Overview
LiteLLM is an open-source AI gateway that gives you a single, unified interface to call 100+ LLM providers, including OpenAI, Anthropic, Gemini, Bedrock, and Azure, all using the OpenAI request format. Instead of juggling a different SDK, auth pattern, and error type for every model, you write your code once and switch providers by changing the model name.
You can use it two ways. As a Python SDK, you import the `completion` function and call any model directly from your application. As an AI Gateway (proxy server), you deploy it as a central service that your whole team points at, with virtual keys, spend tracking, and load balancing handled in one place.
As an LLM gateway, LiteLLM sits between your apps and the model providers. It fits teams that want to standardize how they reach models, keep client code OpenAI-compatible, and add cost tracking, budgets, and fallbacks without rewriting each integration.
What it does
- One unified API for 100+ LLMs, so you avoid provider-specific SDKs
- Drop-in OpenAI compatibility — swap providers by changing the model string, not your code
- Proxy server (AI Gateway) with virtual keys, spend tracking, guardrails, and load balancing
- Admin dashboard for managing keys and monitoring usage out of the box
- Supports many endpoint types: chat/completions, responses, embeddings, images, audio, batches, and rerank
- Can invoke A2A agents (LangGraph, Vertex AI Agent Engine, Bedrock AgentCore, Pydantic AI) via SDK or gateway
Getting started
LiteLLM works as a Python SDK for direct calls or as a proxy server for your whole team. Pick one to start.
Install the Python SDK
Add LiteLLM to your project.
uv add litellmMake your first call
Set the provider API keys you need, then call any model with the OpenAI-format `completion` function. Switch providers by changing the model string.

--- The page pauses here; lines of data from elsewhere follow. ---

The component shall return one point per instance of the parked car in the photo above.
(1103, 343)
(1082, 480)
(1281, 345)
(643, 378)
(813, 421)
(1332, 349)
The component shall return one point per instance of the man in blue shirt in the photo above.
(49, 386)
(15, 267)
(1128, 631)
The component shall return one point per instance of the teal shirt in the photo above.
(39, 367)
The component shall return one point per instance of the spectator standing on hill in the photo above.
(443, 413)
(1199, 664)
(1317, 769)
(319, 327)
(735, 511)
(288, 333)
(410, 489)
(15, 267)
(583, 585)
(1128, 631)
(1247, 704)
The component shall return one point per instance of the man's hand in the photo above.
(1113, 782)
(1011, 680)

from litellm import completion
import os
os.environ["OPENAI_API_KEY"] = "your-openai-key"
os.environ["ANTHROPIC_API_KEY"] = "your-anthropic-key"
# OpenAI
response = completion(model="openai/gpt-4o", messages=[{"role": "user", "content": "Hello!"}])
# Anthropic
response = completion(model="anthropic/claude-sonnet-4-20250514", messages=[{"role": "user", "content": "Hello!"}])Or run the AI Gateway (proxy server)

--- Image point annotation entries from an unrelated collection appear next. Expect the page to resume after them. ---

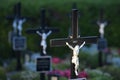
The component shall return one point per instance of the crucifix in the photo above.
(16, 35)
(43, 32)
(102, 42)
(18, 20)
(75, 42)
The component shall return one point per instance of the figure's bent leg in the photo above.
(44, 49)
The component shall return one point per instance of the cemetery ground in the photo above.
(61, 66)
(88, 68)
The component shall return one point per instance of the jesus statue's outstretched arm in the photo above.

Install the proxy extra and start it pointed at a model. It serves an OpenAI-compatible endpoint on port 4000.
uv tool install 'litellm[proxy]'
litellm --model gpt-4oCall the gateway with the OpenAI client
Point any OpenAI client at the local proxy base URL to route requests through LiteLLM.
import openai
client = openai.OpenAI(api_key="anything", base_url="http://0.0.0.0:4000")
response = client.chat.completions.create(
model="gpt-4o",
messages=[{"role": "user", "content": "Hello!"}]
)Commands and code are distilled from the project's own documentation — always check the official repo for the latest.
When to use it
- Build an app that can switch between OpenAI, Anthropic, and Gemini without rewriting client code
- Run a central gateway so a team shares one endpoint with virtual keys and per-team spend tracking
- Add fallbacks and load balancing across providers to keep requests flowing when one model is down
- Standardize calls to many endpoint types (chat, embeddings, images, audio, rerank) behind one OpenAI-format API
How LiteLLM compares
LiteLLM alongside other open-source gateways & routing tools AI/TLDR tracks, ranked by GitHub stars.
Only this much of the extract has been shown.